Osborne, the Grammy-nominated singer best known for her 1995 recording "One of Us," remembers the board range of sounds and voices surrounding her at when she arrived.
"It was an amazing scene in New York," she said. "This was like the late 80s, the early 90s. You still had this holdover of punk rock, places like CBGB that were still very active. You had a lot of blues clubs at the time, and those were mostly the places I was playing.
"But then you also had singer-songwriter places like the cafe Sin-é," she said. "There was just a lot talent - you could go out and hear any kind of music, any night of the week, so the inspiration was always right there at your fingertips."
About 25 years earlier, another young musician from far away was following a similar path. Leaving Minnesota, Dylan came to New York in 1961 to visit the ailing Woody Guthrie and was soon earning his own reputation among the Village's folk singers.

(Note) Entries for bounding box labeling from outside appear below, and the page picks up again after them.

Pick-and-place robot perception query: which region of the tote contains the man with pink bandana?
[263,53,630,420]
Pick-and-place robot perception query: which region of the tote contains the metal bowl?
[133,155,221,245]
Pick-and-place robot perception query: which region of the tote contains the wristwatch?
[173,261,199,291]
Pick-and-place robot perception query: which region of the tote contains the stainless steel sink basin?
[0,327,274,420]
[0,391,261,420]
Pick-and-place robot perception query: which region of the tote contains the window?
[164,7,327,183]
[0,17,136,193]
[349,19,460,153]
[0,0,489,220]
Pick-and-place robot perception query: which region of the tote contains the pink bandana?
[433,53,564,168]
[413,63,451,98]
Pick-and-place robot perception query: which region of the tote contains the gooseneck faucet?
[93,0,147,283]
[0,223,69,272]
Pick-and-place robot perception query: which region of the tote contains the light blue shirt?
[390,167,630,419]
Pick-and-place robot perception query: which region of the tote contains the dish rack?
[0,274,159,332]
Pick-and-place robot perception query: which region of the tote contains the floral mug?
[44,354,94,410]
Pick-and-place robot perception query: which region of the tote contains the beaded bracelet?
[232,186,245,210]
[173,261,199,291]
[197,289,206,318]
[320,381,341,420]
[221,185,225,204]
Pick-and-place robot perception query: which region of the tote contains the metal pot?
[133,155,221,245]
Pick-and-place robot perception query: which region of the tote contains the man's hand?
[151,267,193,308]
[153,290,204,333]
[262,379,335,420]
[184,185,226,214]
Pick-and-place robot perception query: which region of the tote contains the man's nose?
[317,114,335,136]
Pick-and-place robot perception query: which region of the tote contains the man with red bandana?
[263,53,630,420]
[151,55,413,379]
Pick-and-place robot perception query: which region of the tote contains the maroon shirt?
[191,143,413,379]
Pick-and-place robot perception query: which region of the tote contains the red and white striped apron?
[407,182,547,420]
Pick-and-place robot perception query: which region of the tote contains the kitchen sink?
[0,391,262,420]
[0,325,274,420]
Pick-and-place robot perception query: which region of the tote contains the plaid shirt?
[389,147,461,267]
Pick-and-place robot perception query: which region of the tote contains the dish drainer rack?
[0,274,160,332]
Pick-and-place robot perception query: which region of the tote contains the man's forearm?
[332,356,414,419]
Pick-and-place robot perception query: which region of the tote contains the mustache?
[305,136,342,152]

"You cannot really talk about Bob Dylan without talking about the impact he's had on music as a whole, on the culture as a whole," Osborne said. "You have to look at him as an influencer and also as an artist. He's somebody who has written things that run the gambit, from humorous to very deeply poetic, to tenderly romantic, and funny, and everything in between."
Now calling Brooklyn her home, the singer found a new voice for New York as part of a residency for the Café Carlyle -- a cabaret venue that's "been in Woody Allen movies, so c'mon, how much more iconic New York can you get" -- where Osborne decided to find one artist to focus her two weeks of performances earlier this year.
"We picked Bob Dylan because he has so many amazing songs we could never run out of material," she said. "That's how the whole thing came together."
The canon of work from those shows is available now on her latest release, "Songs of Bob Dylan," published by Osborne's Womanly Hips Records label.